Hello,
About 4 years ago, my employer created a Head of Department role and solicited internal applications. The job description fitted my experience almost exactly as though it had been written with me in mind (it wanted external experience of a certain type which only I had and a specific scientific higher degree in the subject which I had). Three people within the department applied and the job was given to my colleague who had none of the external experience nor has a higher degree in any subject although he had managed people before. The reason given was my lack of line-management experience and it was suggested that I should do an MBA. I considered this at the time as a ‘sweetener’ for not being promoted and it seemed a sensible suggestion to help fill my skillgap. The company also gave me 2 staff to manage at the same time. It was also verbally pointed out that the fees overall were not hugely more expensive that our per-capita training budget (£2000/person/annum).
I did, however, have to sign a training fees contract saying that I would be liable for repayment should I leave the company before completion or within 2 years of completion. I do know that the money (paid to the OU) came out of our internal training budget.
I have just resigned with 6 months of the course to go and the company want me to repay the full £12,000.
I have several issues:
- The course was offered in the aftermath of not being promoted due to lack of management experience.

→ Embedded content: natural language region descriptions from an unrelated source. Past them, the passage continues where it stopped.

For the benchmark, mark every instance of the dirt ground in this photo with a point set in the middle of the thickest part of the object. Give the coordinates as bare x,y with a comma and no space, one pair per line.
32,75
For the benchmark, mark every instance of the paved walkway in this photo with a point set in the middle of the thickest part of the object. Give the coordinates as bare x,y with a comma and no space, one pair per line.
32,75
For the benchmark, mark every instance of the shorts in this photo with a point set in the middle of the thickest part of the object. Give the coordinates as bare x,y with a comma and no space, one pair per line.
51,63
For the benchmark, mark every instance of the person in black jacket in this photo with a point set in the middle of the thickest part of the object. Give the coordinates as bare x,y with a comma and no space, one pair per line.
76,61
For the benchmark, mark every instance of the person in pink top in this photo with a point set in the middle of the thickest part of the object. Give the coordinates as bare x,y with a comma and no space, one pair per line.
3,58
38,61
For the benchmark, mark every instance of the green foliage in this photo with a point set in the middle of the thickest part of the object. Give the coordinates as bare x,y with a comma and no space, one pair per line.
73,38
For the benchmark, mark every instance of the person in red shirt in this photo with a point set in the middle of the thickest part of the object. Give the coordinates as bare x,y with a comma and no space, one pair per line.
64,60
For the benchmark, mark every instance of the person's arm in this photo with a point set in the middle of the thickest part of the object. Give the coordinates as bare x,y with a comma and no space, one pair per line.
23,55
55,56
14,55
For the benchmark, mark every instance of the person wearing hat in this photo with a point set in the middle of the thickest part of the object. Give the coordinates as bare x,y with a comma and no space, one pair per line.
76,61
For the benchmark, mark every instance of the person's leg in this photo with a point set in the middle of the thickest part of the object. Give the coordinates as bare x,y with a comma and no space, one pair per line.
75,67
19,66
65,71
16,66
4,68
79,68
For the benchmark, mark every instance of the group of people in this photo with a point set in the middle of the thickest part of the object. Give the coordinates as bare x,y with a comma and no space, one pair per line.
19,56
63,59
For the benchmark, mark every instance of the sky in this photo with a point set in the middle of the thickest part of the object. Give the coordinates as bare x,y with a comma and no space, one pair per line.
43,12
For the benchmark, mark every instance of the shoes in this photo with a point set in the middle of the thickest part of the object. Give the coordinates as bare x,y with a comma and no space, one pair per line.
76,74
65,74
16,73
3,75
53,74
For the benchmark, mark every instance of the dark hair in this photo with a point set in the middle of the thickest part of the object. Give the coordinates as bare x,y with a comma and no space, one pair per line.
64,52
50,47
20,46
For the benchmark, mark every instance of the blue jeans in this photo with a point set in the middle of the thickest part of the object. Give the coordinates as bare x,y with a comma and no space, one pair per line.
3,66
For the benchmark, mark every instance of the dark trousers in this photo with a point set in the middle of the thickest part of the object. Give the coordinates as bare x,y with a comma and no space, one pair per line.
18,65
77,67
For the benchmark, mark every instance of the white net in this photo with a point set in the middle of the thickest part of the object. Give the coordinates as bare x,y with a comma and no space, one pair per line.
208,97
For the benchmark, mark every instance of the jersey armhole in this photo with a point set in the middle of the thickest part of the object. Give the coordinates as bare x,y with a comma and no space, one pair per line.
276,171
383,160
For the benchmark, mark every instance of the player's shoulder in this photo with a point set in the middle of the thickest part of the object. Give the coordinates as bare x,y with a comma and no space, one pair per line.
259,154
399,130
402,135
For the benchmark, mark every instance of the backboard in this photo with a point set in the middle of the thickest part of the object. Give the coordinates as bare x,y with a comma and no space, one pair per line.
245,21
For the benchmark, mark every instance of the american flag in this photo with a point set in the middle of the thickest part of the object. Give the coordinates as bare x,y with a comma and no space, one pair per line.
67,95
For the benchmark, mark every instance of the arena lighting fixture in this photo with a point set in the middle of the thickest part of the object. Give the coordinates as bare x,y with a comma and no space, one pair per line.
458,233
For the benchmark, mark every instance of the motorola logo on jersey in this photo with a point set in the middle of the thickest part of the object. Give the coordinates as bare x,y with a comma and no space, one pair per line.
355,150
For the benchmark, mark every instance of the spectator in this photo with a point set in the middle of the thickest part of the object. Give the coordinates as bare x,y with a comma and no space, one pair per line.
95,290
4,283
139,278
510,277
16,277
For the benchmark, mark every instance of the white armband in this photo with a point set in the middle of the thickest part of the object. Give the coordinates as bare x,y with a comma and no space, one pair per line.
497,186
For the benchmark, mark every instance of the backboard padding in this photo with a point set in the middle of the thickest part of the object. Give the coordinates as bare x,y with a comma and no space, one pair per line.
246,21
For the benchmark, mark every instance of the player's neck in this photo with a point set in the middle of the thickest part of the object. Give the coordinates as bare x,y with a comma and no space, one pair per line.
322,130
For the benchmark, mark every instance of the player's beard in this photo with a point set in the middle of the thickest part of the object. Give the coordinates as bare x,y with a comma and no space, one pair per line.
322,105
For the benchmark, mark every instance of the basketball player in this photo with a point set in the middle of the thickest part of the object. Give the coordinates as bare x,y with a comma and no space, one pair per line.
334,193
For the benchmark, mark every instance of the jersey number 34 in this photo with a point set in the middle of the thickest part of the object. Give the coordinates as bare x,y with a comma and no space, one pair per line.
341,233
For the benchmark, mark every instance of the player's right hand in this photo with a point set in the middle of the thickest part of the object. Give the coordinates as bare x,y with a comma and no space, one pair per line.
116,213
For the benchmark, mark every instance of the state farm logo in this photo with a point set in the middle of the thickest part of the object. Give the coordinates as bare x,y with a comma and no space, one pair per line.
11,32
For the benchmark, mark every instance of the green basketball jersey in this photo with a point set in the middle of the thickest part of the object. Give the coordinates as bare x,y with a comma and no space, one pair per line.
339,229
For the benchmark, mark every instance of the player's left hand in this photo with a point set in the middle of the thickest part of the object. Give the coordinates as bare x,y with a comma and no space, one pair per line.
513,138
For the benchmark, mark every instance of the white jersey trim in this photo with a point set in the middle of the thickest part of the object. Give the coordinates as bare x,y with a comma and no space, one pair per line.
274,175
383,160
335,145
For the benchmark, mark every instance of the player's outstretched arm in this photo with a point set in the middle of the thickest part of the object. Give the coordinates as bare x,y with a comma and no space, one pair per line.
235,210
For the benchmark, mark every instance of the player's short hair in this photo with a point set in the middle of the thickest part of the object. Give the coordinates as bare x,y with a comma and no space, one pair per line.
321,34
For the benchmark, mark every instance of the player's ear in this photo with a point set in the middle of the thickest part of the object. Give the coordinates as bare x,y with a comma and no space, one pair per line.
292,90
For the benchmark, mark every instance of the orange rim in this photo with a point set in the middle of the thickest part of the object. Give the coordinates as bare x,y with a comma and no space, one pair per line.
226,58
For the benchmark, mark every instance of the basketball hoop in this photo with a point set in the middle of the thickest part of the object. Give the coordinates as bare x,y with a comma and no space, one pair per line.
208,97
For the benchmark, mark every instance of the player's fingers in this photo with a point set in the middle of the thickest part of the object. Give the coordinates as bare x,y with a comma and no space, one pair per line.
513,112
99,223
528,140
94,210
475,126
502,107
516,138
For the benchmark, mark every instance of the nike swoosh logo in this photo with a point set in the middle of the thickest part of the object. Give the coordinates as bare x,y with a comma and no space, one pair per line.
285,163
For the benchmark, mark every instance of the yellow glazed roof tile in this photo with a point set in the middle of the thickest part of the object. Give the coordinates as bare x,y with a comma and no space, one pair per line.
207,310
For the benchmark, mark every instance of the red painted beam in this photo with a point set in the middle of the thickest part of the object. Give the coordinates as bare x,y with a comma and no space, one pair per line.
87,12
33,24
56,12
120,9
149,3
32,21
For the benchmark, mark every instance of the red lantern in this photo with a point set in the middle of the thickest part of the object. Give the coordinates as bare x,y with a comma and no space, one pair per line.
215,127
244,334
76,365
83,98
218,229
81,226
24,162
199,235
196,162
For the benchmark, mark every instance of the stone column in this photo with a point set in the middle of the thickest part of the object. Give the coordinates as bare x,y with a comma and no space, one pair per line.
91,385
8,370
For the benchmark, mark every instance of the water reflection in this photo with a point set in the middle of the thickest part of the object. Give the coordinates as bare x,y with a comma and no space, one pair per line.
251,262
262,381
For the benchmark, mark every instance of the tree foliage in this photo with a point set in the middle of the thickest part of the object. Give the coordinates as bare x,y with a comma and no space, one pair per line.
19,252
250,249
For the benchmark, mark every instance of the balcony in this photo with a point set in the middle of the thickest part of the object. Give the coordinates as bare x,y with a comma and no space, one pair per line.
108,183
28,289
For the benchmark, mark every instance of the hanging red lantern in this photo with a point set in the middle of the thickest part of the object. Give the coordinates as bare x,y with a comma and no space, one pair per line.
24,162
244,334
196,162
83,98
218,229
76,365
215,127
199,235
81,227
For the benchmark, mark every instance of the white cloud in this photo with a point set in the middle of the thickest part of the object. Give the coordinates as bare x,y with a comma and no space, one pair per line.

- This was a job for which I was very well suited which was given to someone who didn’t meet many of the criteria stated in the job description.
- I signed the contract in the absolute belief that I would not leave the company for years to come
- Since then, the company has made redundancies, people have taken the company to court (and won) for unfair dismissal, a senior manager has asked if I have mortgage protection and so the company is not the stable and happy place to work that it was when I signed the contract
- Furthermore, the company is just in the final stages of being bought (company shares have been bought back) and it is not known what impact this will have on staff.
- Therefore, I decided to look for a Plan B and was offered a job too good to refuse.
Is there anything I can do? Is the fact that they failed to promote me and then offered the MBA (was not my suggestion) to help fill missing expertise of any consequence? Does the fact the fees were assigned to the training budget mean anything? Does the fact that the company now has 100% new ownership mean anything?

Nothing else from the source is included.